The direction of Kaluuya and Tavares is the film’s best aspect by far. From kinetic scenes of staggering tension to meditative sequences that peek into the characters’ interiorities, the film never wavers on its emotional efficacy. The Kitchen world building was done quite well; it is named so because when an invasion comes, all they do is bang spoons against pots and pans. There are lots of colors ranging from rusted stone walls to neon lights as well as a lot of other shades in between when visiting the underground party scene. 

“The Kitchen” could have just been another film that showed the culture of this community as being nothing but tragedy and suffering. This would have made it so much easier to brand it as a heartrending symbol of poverty, but it doesn’t go that route at all. It appreciates the existence of life, and yet there are inconspicuous elements that validate the thoughtful exposition of its world. Early in The Kitchen, we see that water has been cut off from one side of this vast estate because they are no longer under the city; there is also a constant hum of police drones invading their space. These are not overt plot points but peripheral details which reflect both resource scarcity and excessive monitoring in such neighborhoods. The film also spends a considerable time exploring everyday human comedy, slipping in such instances of growing up as Benji’s first kiss attempt. Further comic relief comes through Black cultural references; from playful rap battles to roller skating rink and great music selections by Sampha and David Ruffin.

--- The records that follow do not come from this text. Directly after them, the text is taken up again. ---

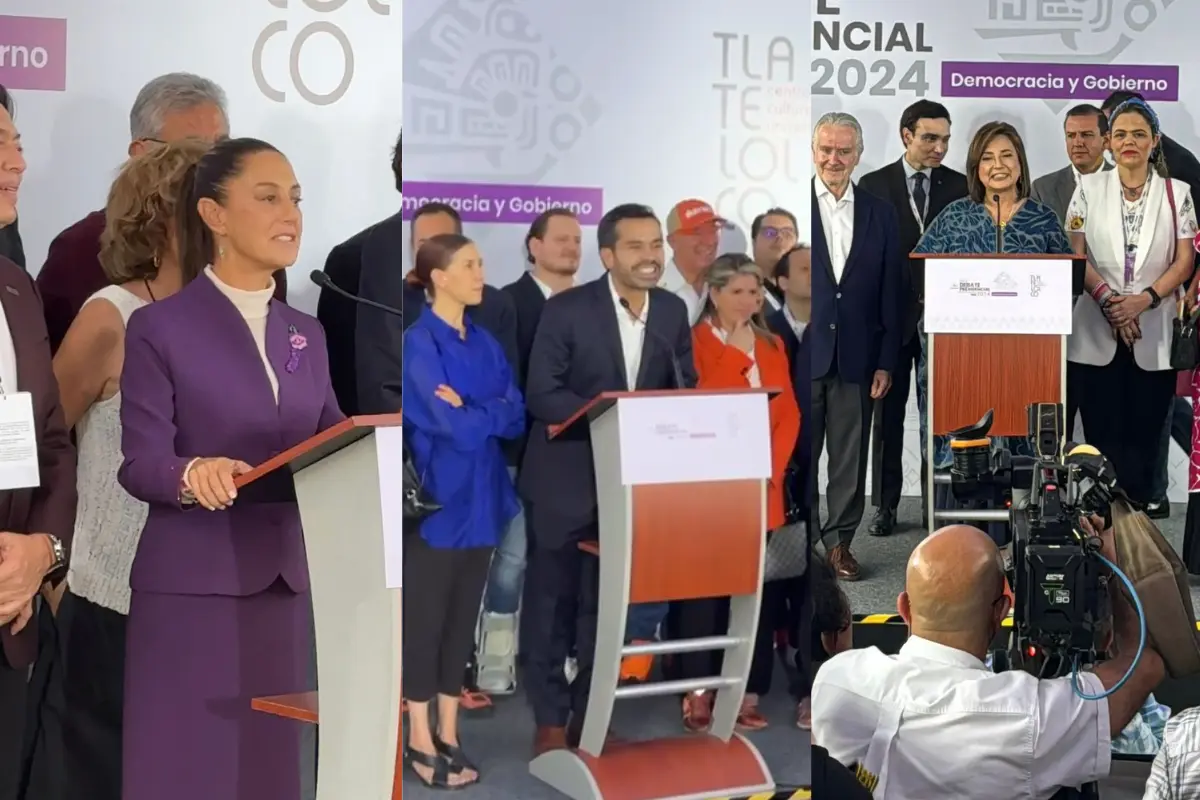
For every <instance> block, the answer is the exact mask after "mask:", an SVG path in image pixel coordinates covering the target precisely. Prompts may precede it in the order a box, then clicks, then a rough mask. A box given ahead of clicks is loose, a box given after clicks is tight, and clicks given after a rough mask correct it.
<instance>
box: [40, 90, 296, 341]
mask: <svg viewBox="0 0 1200 800" xmlns="http://www.w3.org/2000/svg"><path fill="white" fill-rule="evenodd" d="M227 107H228V102H227V100H226V94H224V90H223V89H221V86H218V85H217V84H215V83H212V82H211V80H209V79H208V78H202V77H199V76H193V74H188V73H184V72H173V73H169V74H164V76H160V77H157V78H155V79H154V80H151V82H150V83H148V84H146V85H145V86H143V88H142V91H139V92H138V96H137V100H134V101H133V108H132V109H131V110H130V134H131V142H130V149H128V155H130V157H131V158H133V157H137V156H139V155H142V154H144V152H146V151H148V150H151V149H154V148H157V146H161V145H163V144H169V143H173V142H179V140H181V139H188V138H192V139H202V140H205V142H217V140H220V139H224V138H228V136H229V116H228V113H227ZM104 223H106V217H104V211H103V210H101V211H92V212H91V213H89V215H88V216H86V217H84V218H83V219H80V221H79V222H77V223H74V224H73V225H71V227H70V228H67V229H66V230H64V231H62V233H60V234H59V235H58V236H55V237H54V241H53V242H50V249H49V254H48V255H47V257H46V265H44V266H42V271H41V272H38V273H37V288H38V289H40V290H41V293H42V303H43V306H44V307H46V327H47V329H48V331H49V335H50V350H52V351H56V350H58V349H59V344H61V342H62V337H64V336H66V332H67V329H68V327H71V323H72V321H74V318H76V315H77V314H78V313H79V309H80V308H83V305H84V302H86V300H88V297H90V296H91V295H94V294H95V293H97V291H100V290H101V289H103V288H104V287H107V285H108V277H107V276H106V275H104V270H103V267H102V266H101V265H100V236H101V234H102V233H104ZM275 296H276V299H277V300H281V301H284V302H286V301H287V296H288V284H287V276H286V273H284V271H283V270H280V271H278V272H276V273H275Z"/></svg>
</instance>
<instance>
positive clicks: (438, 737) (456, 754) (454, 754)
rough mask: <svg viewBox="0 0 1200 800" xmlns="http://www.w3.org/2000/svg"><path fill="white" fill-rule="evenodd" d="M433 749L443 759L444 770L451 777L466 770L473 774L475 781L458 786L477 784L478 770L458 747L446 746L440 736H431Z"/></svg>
mask: <svg viewBox="0 0 1200 800" xmlns="http://www.w3.org/2000/svg"><path fill="white" fill-rule="evenodd" d="M433 748H434V750H437V751H438V754H439V756H442V758H444V759H445V764H446V769H448V770H449V771H450V774H451V775H458V774H460V772H463V771H466V770H470V771H472V772H474V774H475V780H474V781H469V782H467V783H462V784H460V786H472V784H473V783H479V768H478V766H475V764H474V763H472V760H470V759H469V758H467V753H464V752H463V751H462V747H460V746H458V745H448V744H446V742H444V741H442V736H433Z"/></svg>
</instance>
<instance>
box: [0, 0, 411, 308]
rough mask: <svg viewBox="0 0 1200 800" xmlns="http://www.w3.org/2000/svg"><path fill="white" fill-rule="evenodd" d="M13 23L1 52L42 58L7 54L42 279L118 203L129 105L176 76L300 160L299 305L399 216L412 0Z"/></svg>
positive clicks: (357, 0)
mask: <svg viewBox="0 0 1200 800" xmlns="http://www.w3.org/2000/svg"><path fill="white" fill-rule="evenodd" d="M2 13H4V14H8V16H7V17H5V16H0V53H6V50H5V46H10V47H22V46H26V47H29V48H30V49H28V50H20V52H19V53H18V54H13V53H12V52H11V50H8V52H7V54H8V56H7V58H8V60H7V61H6V60H5V56H4V55H0V83H5V84H6V85H8V86H10V88H12V89H14V92H13V94H14V96H16V101H17V124H18V126H19V127H20V130H22V132H23V134H24V139H25V152H26V156H28V158H29V172H28V174H26V178H25V182H24V186H23V187H22V197H20V210H19V213H20V231H22V237H23V239H24V242H25V251H26V253H28V255H29V266H30V271H32V272H35V273H36V272H37V271H38V270H40V269H41V265H42V263H43V260H44V258H46V251H47V248H48V246H49V243H50V240H52V239H53V237H54V236H55V235H56V234H58V233H59V231H60V230H61V229H62V228H65V227H66V225H68V224H71V223H73V222H76V221H77V219H79V218H80V217H83V216H84V215H85V213H88V212H90V211H95V210H96V209H100V207H103V205H104V199H106V197H107V192H108V187H109V184H110V182H112V179H113V175H114V174H115V172H116V169H118V168H119V167H120V164H121V162H122V161H124V158H125V152H126V148H127V146H128V143H130V124H128V114H130V107H131V106H132V104H133V100H134V97H136V96H137V92H138V90H139V89H140V88H142V86H143V85H144V84H145V83H146V82H148V80H150V79H151V78H154V77H156V76H158V74H162V73H166V72H194V73H198V74H202V76H204V77H208V78H211V79H212V80H215V82H217V83H218V84H221V85H222V86H223V88H224V90H226V92H228V95H229V107H230V108H229V116H230V124H232V132H233V136H252V137H257V138H260V139H265V140H268V142H270V143H271V144H274V145H276V146H277V148H280V150H282V151H283V152H284V154H286V155H287V156H288V157H289V158H290V160H292V162H293V164H294V167H295V170H296V174H298V176H299V179H300V182H301V185H302V186H304V197H305V206H304V207H305V236H304V245H302V248H301V254H300V261H299V263H298V264H296V266H295V267H294V269H293V270H292V271H290V272H289V278H290V294H292V302H293V303H295V305H298V306H300V307H301V308H305V309H306V311H312V309H313V308H314V307H316V296H317V290H316V288H314V287H312V285H311V284H310V282H308V278H307V275H308V272H310V271H311V270H312V269H316V267H320V266H323V265H324V260H325V257H326V255H328V253H329V251H330V248H332V247H334V245H336V243H337V242H340V241H342V240H344V239H347V237H349V236H350V235H353V234H354V233H356V231H358V230H360V229H362V228H365V227H366V225H367V224H370V223H372V222H376V221H378V219H380V218H383V217H385V216H388V215H390V213H395V210H396V201H397V198H396V194H395V191H396V190H395V182H394V180H392V176H391V169H390V162H391V155H390V154H391V148H392V146H394V145H395V142H396V136H397V133H398V132H400V120H401V100H400V97H401V91H402V89H401V70H402V56H401V40H402V37H403V35H402V22H401V4H400V0H204V2H199V1H198V0H190V1H188V0H174V1H172V2H155V1H154V0H115V1H113V2H92V1H90V0H4V2H2ZM35 17H38V18H58V19H65V20H66V23H65V24H66V47H65V49H64V47H62V43H61V41H60V40H56V38H55V37H54V36H53V32H54V30H53V29H54V26H55V23H46V22H37V20H31V19H30V18H35ZM58 25H59V26H61V23H59V24H58ZM35 46H41V47H42V49H35ZM25 53H28V54H29V55H28V56H26V55H25ZM13 59H16V60H17V65H16V66H13ZM26 59H28V60H26ZM26 65H28V66H26Z"/></svg>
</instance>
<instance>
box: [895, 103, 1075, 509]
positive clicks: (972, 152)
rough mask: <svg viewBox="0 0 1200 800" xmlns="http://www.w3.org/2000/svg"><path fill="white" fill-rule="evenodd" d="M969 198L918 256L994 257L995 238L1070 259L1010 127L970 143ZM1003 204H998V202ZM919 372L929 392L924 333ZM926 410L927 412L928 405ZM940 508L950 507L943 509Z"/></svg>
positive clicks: (1007, 442)
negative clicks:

Bannerman and Robinson’s performances do come across as subtly hinting at what their respective characters may be thinking or feeling inside themselves. While still displaying this extremely plausible bond between two individualistic figures who finally met one another. Bannerman plays an innocent character who provides an interesting contrast with Robinson’s indifferent behavior; consequently, they seem to trade-off their attributes quite well.

However, despite its highly immersive world-building effort as well as direction, sometimes “The Kitchen” script itself becomes entangled within its own complexities thus biting off more than it can chew. The play is a little too unclear And even though one might call these some loose ends left open for interpretation, they feel simply unanswered like not knowing what sequels will follow next.” On the other hand, after Izi leaves (and indeed before), this script does not go back over its own steps to remind us how much thought went into creating the universe wherein these characters live, thus leaving everything unresolved.